Governo é o maior responsável pelo fracasso da resposta do Brasil
O Governo central do Brasil é o maior responsável pelo fracasso ao combate à pandemia de covid-19, concluiu um estudo assinado por 10 cientistas do Brasil e dos Estados Unidos da América publicado na revista Science.
O estudo chamado "Padrão espaço-temporal de propagação da covid-19 no Brasil", liderado pela demógrafa Márcia Castro, professora da Universidade de Harvard, ressaltou que se esperava que o sistema de saúde do Brasil colocasse o país numa boa posição para mitigar a pandemia.
No entanto, isto não aconteceu porque "a resposta [do Governo] federal tem sido uma combinação perigosa de inação e irregularidades, incluindo a promoção da cloroquina como tratamento, apesar da falta de evidências [científicas de sua eficiência]".
"Sem uma estratégia nacional coordenada, as respostas locais variaram em forma, intensidade, duração e horários de início e fim, até certo ponto associadas a alinhamentos políticos", acrescentou.
Os cientistas responsáveis pelo artigo usaram dados diários sobre casos notificados e óbitos para compreender, medir e comparar o padrão espaço-temporal da distribuição da doença entre os municípios do país, entre fevereiro e outubro de 2020.
Segundo os investigadores, "embora nenhuma narrativa única explique a diversidade na disseminação, uma falha geral de implementação imediata, coordenada e respostas equitativas num contexto de fortes desigualdades locais alimentaram a propagação da doença" no Brasil.
Os autores do artigo identificaram cinco problemas centrais que explicam a rápida disseminação da covid-19 no Brasil.
O primeiro é o facto de o Brasil ser territorialmente muito grande e desigual, com disparidades em quantidade e qualidade de recursos de saúde e de rendimentos da população.
O segundo problema é a densa rede urbana que conecta os municípios por meio de transporte, serviços e negócios que não foi totalmente interrompida durante os picos de casos ou mortes provocadas pela covid-19.
O terceiro elemento encontrado foi o alinhamento político entre governadores e o Presidente do Brasil, Jair Boslonaro, que sempre foi contra medidas de distanciamento social e, segundo os autores do artigo publicado pela Science, isto "teve um papel no momento e na intensidade das medidas de distanciamento".
"A polarização politizou a pandemia com consequências para a adesão às ações de controlo [da doença]", acrescentaram.
Em quarto lugar, há o diagnóstico de que o SARS-CoV-2 circulava sem ser detetado no Brasil mais de um mês antes da confirmação do primeiro caso da doença, o que seria resultado da falta de uma vigilância genómica bem estruturada no país.
O quinto elemento diz respeito às medidas de distanciamento social impostas nas cidades e estados, que foram relaxadas em diferentes momentos, com base em critérios distintos, e, portanto, facilitaram a propagação da doença.
"Em tal cenário, respostas imediatas e equitativas, coordenadas em nível federal são imperativas para evitar a propagação rápida do vírus e disparidades nos resultados", frisaram.
"No entanto, a resposta à covid-19 no Brasil não foi imediata nem justa. Ainda não é.
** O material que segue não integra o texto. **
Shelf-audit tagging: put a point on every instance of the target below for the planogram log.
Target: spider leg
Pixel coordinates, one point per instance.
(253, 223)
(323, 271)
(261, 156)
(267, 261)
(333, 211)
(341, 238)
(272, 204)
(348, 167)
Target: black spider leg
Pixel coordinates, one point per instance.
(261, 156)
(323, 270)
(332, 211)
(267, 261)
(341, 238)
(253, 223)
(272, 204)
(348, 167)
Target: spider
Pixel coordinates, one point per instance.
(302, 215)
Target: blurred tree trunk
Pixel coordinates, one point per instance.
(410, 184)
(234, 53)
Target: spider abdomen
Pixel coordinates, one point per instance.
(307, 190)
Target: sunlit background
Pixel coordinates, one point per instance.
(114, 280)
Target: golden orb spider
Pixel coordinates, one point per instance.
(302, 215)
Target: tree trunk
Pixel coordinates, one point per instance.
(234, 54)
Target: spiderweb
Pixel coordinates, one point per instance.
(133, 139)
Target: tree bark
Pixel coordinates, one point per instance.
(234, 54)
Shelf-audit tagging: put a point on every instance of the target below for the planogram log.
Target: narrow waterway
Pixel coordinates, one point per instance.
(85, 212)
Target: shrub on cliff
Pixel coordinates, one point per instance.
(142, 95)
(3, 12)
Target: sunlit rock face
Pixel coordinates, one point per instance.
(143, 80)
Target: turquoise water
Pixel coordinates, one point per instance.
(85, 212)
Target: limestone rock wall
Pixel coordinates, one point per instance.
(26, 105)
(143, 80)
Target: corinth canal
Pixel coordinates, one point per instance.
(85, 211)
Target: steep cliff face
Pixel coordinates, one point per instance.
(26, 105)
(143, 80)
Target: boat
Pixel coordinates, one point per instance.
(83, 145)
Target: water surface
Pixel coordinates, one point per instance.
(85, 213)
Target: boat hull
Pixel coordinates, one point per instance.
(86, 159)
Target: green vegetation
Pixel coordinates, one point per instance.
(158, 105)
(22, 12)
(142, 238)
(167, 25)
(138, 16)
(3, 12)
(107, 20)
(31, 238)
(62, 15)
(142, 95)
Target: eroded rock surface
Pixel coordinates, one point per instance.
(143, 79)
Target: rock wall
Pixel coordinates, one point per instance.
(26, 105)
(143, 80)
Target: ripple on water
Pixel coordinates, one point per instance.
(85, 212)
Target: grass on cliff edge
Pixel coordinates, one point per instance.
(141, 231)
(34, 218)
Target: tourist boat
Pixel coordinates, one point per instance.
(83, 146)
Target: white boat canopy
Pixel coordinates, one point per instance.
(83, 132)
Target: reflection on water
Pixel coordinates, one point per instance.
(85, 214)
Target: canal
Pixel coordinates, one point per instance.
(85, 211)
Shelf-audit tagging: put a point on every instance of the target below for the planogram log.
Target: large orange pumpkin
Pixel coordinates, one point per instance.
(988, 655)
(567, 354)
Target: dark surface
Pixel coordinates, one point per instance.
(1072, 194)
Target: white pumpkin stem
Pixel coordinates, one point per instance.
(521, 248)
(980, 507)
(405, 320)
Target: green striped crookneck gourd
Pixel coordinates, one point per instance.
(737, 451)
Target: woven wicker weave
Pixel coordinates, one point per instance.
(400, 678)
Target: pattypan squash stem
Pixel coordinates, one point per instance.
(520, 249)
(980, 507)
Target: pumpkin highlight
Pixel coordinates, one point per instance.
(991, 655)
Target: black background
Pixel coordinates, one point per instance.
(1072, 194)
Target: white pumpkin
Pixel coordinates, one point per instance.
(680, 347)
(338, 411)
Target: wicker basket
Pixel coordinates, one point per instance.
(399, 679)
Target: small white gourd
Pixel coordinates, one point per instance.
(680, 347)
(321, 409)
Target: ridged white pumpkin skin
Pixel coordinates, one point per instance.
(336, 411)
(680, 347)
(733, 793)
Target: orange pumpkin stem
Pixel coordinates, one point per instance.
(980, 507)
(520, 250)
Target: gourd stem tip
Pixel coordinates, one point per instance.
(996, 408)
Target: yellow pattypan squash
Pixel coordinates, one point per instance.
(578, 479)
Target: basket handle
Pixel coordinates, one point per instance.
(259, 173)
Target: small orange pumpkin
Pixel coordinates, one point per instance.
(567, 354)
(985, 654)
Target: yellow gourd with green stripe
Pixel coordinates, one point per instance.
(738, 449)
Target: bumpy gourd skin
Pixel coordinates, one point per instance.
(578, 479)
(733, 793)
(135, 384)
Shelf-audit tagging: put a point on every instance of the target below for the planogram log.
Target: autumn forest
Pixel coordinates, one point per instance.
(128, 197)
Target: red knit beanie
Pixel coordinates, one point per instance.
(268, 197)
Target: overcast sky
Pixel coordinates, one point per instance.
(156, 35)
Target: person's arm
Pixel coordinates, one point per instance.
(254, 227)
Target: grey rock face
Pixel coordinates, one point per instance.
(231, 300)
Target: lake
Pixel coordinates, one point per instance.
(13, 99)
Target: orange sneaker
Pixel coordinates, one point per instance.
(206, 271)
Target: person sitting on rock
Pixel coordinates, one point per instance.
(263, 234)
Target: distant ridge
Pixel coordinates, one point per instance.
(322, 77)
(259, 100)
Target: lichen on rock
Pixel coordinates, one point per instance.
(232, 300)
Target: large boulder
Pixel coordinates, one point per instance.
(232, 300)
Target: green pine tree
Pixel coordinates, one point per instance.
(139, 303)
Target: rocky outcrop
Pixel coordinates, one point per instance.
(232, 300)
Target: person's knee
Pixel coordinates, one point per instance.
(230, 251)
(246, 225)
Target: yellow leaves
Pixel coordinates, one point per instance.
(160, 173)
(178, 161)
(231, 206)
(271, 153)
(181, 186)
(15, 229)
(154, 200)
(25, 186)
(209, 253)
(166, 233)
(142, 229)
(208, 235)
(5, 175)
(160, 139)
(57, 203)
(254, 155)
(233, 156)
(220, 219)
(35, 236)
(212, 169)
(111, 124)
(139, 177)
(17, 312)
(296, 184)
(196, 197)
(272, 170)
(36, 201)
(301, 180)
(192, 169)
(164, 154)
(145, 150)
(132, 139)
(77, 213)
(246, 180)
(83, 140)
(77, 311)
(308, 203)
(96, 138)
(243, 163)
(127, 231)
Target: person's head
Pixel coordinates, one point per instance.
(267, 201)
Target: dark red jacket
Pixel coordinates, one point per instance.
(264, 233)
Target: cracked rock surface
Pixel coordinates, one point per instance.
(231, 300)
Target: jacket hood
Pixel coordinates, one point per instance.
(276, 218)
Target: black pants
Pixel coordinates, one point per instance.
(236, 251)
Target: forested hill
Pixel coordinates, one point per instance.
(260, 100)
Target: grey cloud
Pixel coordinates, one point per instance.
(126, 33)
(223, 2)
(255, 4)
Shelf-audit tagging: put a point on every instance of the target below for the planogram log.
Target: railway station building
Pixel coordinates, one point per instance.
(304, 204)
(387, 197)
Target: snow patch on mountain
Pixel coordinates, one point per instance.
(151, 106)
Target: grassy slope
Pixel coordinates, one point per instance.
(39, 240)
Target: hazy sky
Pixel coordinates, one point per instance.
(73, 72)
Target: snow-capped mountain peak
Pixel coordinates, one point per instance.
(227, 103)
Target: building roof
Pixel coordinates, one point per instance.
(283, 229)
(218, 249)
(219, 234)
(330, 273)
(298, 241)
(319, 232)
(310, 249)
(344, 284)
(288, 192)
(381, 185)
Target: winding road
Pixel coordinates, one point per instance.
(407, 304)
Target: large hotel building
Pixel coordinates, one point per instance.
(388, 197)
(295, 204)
O Brasil vive atualmente o pior momento da pandemia, com um número recorde de casos e mortes, e perto do colapso do sistema hospitalar", acrescentaram.
Lembrando a mortalidade descontrolada e o colapso do sistema de saúde em Manaus, capital regional do estado brasileiro do Amazonas, que teve pacientes mortos por falta de oxigénio em hospitais, o artigo concluiu projetando que sem uma ação imediata, Manaus será uma antecipação do que ainda está para acontecer em outras localidades do Brasil.
"Sem contenção imediata, medidas de vigilância epidemiológica e genómica coordenadas e um esforço para vacinar o maior número de pessoas no menor tempo possível, a propagação de P.1 [estirpe brasileira originada em Manaus] provavelmente se parecerá com os padrões aqui demonstrados, levando a perdas inimagináveis de vidas", destacou a publicação.
"O fracasso em evitar essa nova rodada de propagação facilitará o surgimento de novas estirpes, isolará o Brasil como uma ameaça à segurança da saúde global e levará a uma crise humanitária completamente evitável", alertou.
O Brasil é o segundo país com mais mortes por covid-19 (361.884), depois dos Estados Unidos da América, e o terceiro em número de infetados (13.673.507), depois dos EUA e da Índia.
A pandemia de covid-19 fez pelo menos 2.974.651 mortos em todo o mundo. No total, mais de 138.213.350 infeções foram oficialmente diagnosticadas desde o princípio da crise sanitária.